SELECT url FROM images WHERE prompt = '...' AND style = 'watercolor';

prompt and style aren't filters — they're arguments the interpreter consumes. The four CRUD verbs are incidental.

And the input direction is only half of it. The same relational machinery carries values between tools, not just into them. A WHERE pushes an argument down into a tool; a JOIN, a subquery, or an INSERT … SELECT takes one tool's output and feeds it as the input to the next. Argument-passing and result-passing are the same operation viewed from two ends, and both happen off-context — the model writes the wiring once and never sees the values flow through it. That's what SQL actually gives you: a uniform medium for moving data into tools and between tools in a single expression. It generalizes to anything you can describe as inputs-to-rows. Which is everything.

Where it actually leaks

So the limit isn't expressiveness. It's two narrower things, and naming them honestly is what separates this from hand-waving.

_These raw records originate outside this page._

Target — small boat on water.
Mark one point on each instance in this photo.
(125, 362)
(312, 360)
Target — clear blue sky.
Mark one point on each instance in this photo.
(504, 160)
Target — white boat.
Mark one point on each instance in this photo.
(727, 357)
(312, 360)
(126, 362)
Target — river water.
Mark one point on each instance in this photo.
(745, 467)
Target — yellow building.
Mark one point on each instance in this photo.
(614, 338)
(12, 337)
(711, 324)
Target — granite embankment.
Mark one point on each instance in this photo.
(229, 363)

Purity. SELECT makes a promise to the query planner: referential transparency. The engine is free to evaluate an expression zero times, twice, once per row, reorder it, cache it, or fold it away — and a pure API read tolerates all of that. An effectful tool tolerates none of it. generate_image is nondeterministic, it costs money, and it must run exactly once. Syntactically it's a SELECT; semantically it's a volatile one, and the naive thing happens the moment you compose it:

SELECT generate_image(t.prompt) FROM themes t;   -- N rows → N calls, N charges

That might be what you meant, or the planner might invoke it per output row when you wanted a single image. Postgres had to invent IMMUTABLE / STABLE / VOLATILE for exactly this reason. So the real constraint is: every tool is a relation, but effectful tools are volatile relations, and your interpreter has to carry a volatility model so the engine doesn't quietly call them the wrong number of times. The syntax generalizes perfectly. The execution contract doesn't, and you own that gap.

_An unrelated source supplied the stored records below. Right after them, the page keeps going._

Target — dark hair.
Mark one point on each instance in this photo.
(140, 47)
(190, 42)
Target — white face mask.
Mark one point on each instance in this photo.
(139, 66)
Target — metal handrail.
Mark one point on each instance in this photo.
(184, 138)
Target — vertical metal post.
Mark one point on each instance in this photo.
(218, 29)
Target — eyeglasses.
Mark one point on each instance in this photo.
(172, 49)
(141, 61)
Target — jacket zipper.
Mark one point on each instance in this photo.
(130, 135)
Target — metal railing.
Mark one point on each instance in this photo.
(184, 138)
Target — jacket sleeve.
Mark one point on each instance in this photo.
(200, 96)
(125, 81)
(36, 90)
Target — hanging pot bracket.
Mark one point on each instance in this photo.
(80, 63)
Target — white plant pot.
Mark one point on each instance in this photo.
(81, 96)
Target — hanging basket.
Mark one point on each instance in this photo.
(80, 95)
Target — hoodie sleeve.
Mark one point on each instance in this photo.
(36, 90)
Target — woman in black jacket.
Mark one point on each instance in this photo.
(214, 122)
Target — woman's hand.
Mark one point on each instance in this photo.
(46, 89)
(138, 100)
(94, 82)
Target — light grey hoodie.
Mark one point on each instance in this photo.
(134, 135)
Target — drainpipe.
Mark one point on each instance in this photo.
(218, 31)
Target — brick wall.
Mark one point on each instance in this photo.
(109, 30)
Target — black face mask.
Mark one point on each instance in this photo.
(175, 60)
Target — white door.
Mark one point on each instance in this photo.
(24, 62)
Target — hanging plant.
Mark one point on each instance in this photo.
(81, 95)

Atomic conditional composition. The one thing that genuinely won't reduce is branching where the next tool depends on a prior tool's output, inside a single statement. That's declarative-versus-imperative, not CRUD-versus-transform, and SQL is on the wrong side of it. You can punt it to the agent loop — query, look, query again — but then you've given back the no-round-trip property that was the whole point, for that one case.

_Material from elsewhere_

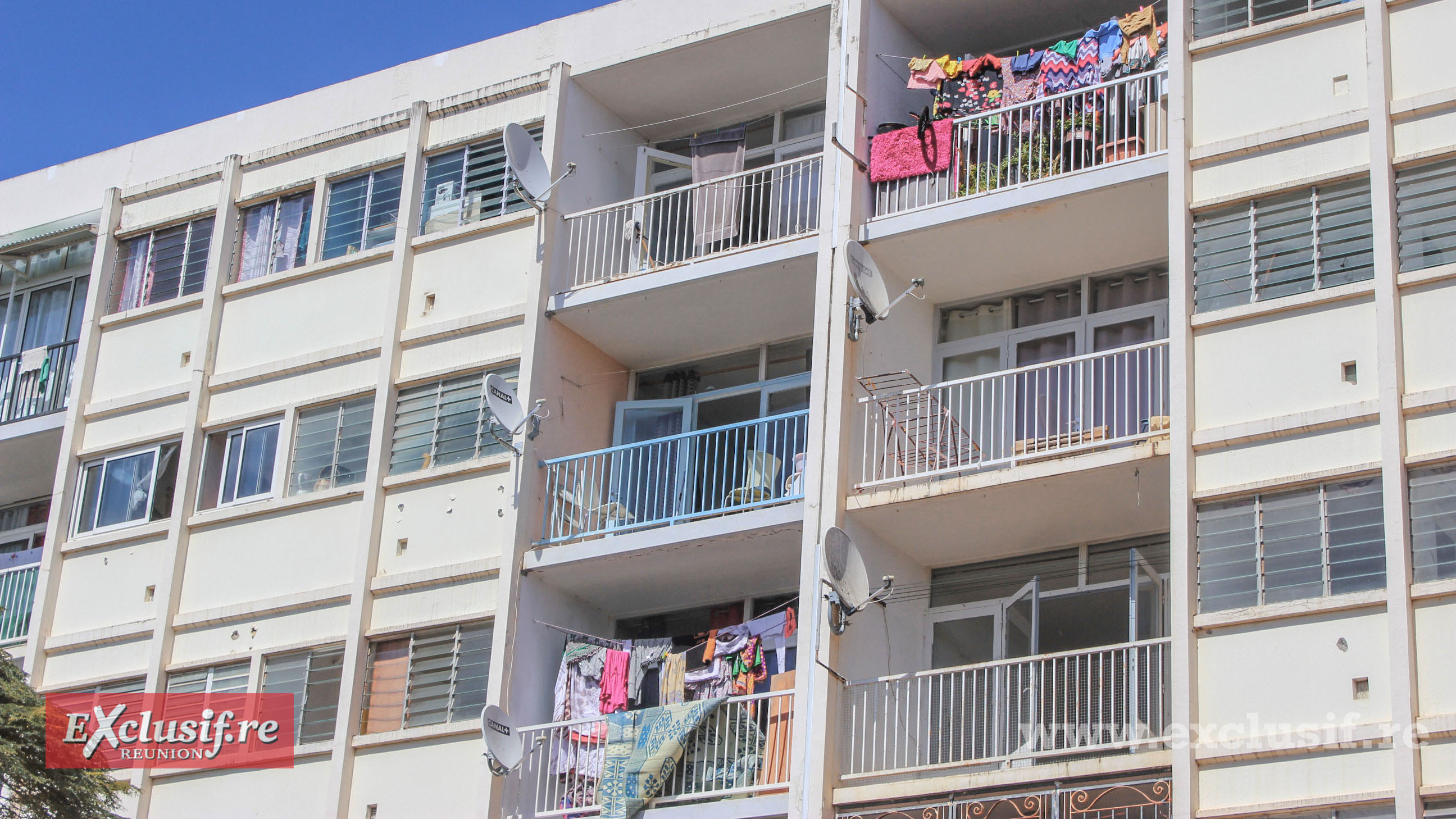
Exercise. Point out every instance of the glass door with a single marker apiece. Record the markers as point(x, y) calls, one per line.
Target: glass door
point(1126, 389)
point(1047, 400)
point(647, 480)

And a smaller, orthogonal caveat worth keeping in view: these tables are live API views, not stored data. They hit rate limits and pagination, and a JOIN across two services can half-fail when one API times out mid-query. The abstraction is honest about shape and silent about guarantees — partial failure is yours to handle.

This substrate already exists

The "APIs as SQL tables" idea isn't hypothetical — Steampipe has done it in production for years, mapping cloud and SaaS APIs to Postgres foreign tables via FDWs and letting you join across them in real time, zero-ETL. That's a feature, not a problem for this argument: it's the existence proof that the hard part (translating SQL down to live API calls across many providers) is tractable and performant.

The new claim is narrower and, I think, more interesting: point that substrate at LLM tool use specifically. The properties that make Steampipe convenient for a human analyst — one ubiquitous language, joins across sources, a queryable catalog — are the exact properties that fix the things breaking agents today: context bloat, intermediate-result round-trips, and discovery at scale. The human got ergonomics. The model gets a capability surface it was fluent in before it ever saw your tools.

Give a model a database instead of a box, and a lot of the infrastructure melts away. It already knows the language.